Monday, March 08, 2010

Inadequate allocation for Infrastructure in India's budget

T N Ninan writing in Business Standard, 6-7 March 2010 ( Mamata's China tour) has nicely captured a fundamental flaw in the recent budget: the inadequate allocation for Railways. I mentioned in an earlier blog that too much has been made out of the allocation of about Rs 173,000 crores for infrastructure. Ninan has given useful comparative figures about China to drive home the point that the allocation is indeed puny.

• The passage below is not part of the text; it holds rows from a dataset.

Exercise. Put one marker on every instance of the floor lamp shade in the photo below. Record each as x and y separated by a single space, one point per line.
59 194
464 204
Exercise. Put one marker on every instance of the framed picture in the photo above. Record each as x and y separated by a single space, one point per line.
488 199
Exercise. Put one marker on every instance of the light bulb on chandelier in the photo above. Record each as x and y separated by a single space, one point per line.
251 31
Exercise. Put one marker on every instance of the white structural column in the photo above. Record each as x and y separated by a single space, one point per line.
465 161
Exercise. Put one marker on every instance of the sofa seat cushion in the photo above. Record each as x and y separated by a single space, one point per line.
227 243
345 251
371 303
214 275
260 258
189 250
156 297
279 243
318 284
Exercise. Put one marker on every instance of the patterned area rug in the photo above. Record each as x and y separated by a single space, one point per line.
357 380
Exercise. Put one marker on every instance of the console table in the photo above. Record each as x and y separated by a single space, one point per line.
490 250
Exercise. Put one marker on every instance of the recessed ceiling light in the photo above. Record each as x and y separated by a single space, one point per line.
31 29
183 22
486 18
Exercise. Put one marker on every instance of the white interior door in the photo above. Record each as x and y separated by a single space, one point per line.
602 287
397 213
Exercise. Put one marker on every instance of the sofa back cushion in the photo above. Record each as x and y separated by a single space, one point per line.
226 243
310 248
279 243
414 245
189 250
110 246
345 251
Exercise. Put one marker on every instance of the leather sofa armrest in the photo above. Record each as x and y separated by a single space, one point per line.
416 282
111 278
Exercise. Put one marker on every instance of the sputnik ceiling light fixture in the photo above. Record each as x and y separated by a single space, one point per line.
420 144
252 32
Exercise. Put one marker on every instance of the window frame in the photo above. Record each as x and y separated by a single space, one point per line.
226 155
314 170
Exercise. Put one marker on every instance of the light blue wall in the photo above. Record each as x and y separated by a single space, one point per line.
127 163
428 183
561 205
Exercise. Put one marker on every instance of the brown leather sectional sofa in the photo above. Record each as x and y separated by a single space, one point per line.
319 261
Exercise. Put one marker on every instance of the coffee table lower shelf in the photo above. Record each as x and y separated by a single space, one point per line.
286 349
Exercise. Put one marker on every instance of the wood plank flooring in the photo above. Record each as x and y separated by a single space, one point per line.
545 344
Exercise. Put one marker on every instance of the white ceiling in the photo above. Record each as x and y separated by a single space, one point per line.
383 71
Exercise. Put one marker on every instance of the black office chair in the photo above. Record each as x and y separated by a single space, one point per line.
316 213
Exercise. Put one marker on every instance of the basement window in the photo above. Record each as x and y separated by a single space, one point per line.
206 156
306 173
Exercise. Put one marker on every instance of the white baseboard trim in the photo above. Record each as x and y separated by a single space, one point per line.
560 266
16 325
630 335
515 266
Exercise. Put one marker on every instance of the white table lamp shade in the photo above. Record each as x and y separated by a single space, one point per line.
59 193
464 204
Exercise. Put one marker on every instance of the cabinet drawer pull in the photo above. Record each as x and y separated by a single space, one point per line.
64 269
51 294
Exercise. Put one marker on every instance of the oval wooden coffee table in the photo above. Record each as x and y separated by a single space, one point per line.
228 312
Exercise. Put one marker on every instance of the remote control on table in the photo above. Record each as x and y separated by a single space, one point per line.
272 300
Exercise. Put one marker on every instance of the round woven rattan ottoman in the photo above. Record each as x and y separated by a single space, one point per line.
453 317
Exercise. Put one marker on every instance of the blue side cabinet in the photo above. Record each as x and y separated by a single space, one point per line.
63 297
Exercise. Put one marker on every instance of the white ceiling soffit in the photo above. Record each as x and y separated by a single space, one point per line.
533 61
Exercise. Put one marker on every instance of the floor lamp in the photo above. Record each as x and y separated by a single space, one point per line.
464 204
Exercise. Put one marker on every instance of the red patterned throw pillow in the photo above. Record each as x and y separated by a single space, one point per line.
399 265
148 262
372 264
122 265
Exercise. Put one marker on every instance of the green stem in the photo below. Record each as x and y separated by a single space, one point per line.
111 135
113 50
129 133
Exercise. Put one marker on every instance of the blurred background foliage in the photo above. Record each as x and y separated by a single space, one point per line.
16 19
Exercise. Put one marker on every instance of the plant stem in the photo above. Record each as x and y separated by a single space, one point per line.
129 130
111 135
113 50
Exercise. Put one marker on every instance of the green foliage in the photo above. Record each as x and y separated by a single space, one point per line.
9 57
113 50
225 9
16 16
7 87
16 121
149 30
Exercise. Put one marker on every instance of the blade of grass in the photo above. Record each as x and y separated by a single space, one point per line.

China has connected Beijing / Shanghai, by high speed rail to Guangzhou, Wuhan, Zhengzhou, Tianjin, Nanjing, Xian, Taiyuan and other cities in China.These high-speed rail services operate at 350 km to 400 km per hour and extend over 3,300 km of track. The Middle Kingdom plans to offer some 40 such inter-city train services (including a new Beijing-Shanghai link), stretching over a total of 13,000 km of track, by 2012 — almost twice the distance of India’s “golden quadrilateral”. Even China's non-high speed trains now run at 200 km per hour or more.

In contrast, the best speed on Indian Railways has remained unchanged at about 130 km per hour for four decades. Some years back the Indian rail system was bigger than China’s. But now the Chinese rail system carries four times as much freight as Indian railways do. The gap will increase further. In 2009, China increased its investment in its railways by a staggering 80 per cent to about Rs 400,000 crore. Further increases in capital outlay are coming (Rs 550,000 crore in 2010).

Now compare these outlays with India's allocation of Rs 173,000 crores for total infrastructure. We can understand how our politicians make misleading statements and get away with them.